Schlepzig / Słopišća entdecken

 

Direkt am Rande des unteren Spreewalds liegt eines der ältesten Spreewalddörfer - das heutige Feriendorf Schlepzig/Słopišća. Mit Eichen - und Buchenblatt sowie dem Zander im Wappen demonstriert unsere Gemeinde ihre traditionelle Verbundenheit zum Wasser und zur Natur. Dunkle und dichte Erlenwaldbestände reichen bis an das Dorf heran; die Spree umfließt den Ortskern, Wälder, Wiesen und Felder, Natur unter, auf, neben und über dem Wasser laden zu einem entspannten Aufenthalt in unserem schönen Spreewalddorf ein.

 

Die wendische (slawische) Siedlung Slopišća wurde erstmalig bereits am 8. August 1004 als Zloupisti (lat.) in einer Schenkungsurkunde von König Heinrich II. an das Kloster Nienburg an der Saale erwähnt. Es ist anzunehmen, dass die Siedlung schon im 7./8. Jahrhundert in Folge der Völkerwanderung entstand, also wesentlich älter als nur die „offiziellen“ 1.016 Jahre ist.

 

Der Unterspreewald ist das Pendant zum Oberspreewald und eine weitgehend naturbelassene Wald- und Wasserlandschaft, die ebenso durch die Naturgewalten der letzten Eiszeit und durch die Spree und ihre Nebenarme geprägt wurde. Diese Landschaft und ihre Ruhe sind das Hauptargument für einen Erholungsurlaub im Spreewald.

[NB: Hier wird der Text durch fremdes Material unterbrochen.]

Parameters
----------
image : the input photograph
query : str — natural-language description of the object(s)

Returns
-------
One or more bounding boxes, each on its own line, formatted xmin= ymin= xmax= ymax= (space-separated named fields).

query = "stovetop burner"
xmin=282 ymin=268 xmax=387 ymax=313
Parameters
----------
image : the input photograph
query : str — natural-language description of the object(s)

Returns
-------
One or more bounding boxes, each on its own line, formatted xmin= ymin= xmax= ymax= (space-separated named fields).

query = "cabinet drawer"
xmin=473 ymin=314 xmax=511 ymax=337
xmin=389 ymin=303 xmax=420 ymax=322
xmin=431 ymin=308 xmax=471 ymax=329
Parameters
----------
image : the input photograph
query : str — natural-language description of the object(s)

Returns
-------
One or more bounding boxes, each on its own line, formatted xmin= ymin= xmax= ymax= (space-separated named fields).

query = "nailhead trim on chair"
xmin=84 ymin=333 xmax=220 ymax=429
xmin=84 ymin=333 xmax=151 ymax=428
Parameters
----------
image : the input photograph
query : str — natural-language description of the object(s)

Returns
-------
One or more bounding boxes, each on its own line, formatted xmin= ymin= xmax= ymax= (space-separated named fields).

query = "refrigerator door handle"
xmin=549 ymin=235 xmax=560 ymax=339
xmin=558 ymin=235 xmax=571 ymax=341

Hier finden Sie zahlreiche Möglichkeiten für einen abwechslungsreichen Urlaub in der Natur. Freundliche Kahnfährfrauen sowie Fährmänner laden herzlich zu einer ausgiebigen und ruhigen Kahnpartie in die grüne Unterwelt ein. Auch per Kremser (Pferdekutsche) lassen sich angenehme Ausflüge gestalten. Für die eigene Erkundung der Region sind zahlreiche Rad-, Wander- und Wasserwanderwege vorhanden. Lassen Sie sich bei geführten Wanderungen die Flora und Fauna des Spreewaldes näher bringen. Erfrischen Sie sich in der Spree mit ihren natürlichen Badestellen oder in den umliegenden Badeseen. Erkunden Sie den Spreewald mit zahlreichen historischen Bauwerken und Museen.

 

Schlepzig/Slopišća lädt mit einem anschaulichen Bauern- und einem Feuerwehrmuseum, einer Historischen Getreidemühle, dem Informationszentrum des Biosphärenreservates Spreewalds mit der Dauerausstellung „Unter Wasser unterwegs“ und dem Weidendom herzlich zum Besuch ein. In allen Preisklassen finden Sie hier die Unterkunft Ihrer Wahl.

 

Lassen Sie sich von der Natur und der Landschaft einfangen! Entdecken Sie die vielfältige Farbenpracht der Pflanzenwelt und erleben Sie das besonders wechselhafte Spiel von Licht und Schatten entlang des Wassers. Wenn Sie sich ruhig und besonnen verhalten, können Sie eine Vielzahl der hier lebenden Tierarten beobachten und festhalten.

 

Herzlich Willkommen! Witamy!

 

 

Wenden und Sorben

 

Die wendische Bevölkerung

Im Zuge der Osteroberung der slawischen Gebiete ab dem 10. Jahrhundert durch die deutschen Könige geriet auch die slawische Landbevölkerung unter den deutschen Machtbereich und war von nun an tributpflichtig. Die sächsischen Könige beließen jedoch ihren Untertanen die Freiheit, ihre Sprache und Kultur weiterhin zu gebrauchen.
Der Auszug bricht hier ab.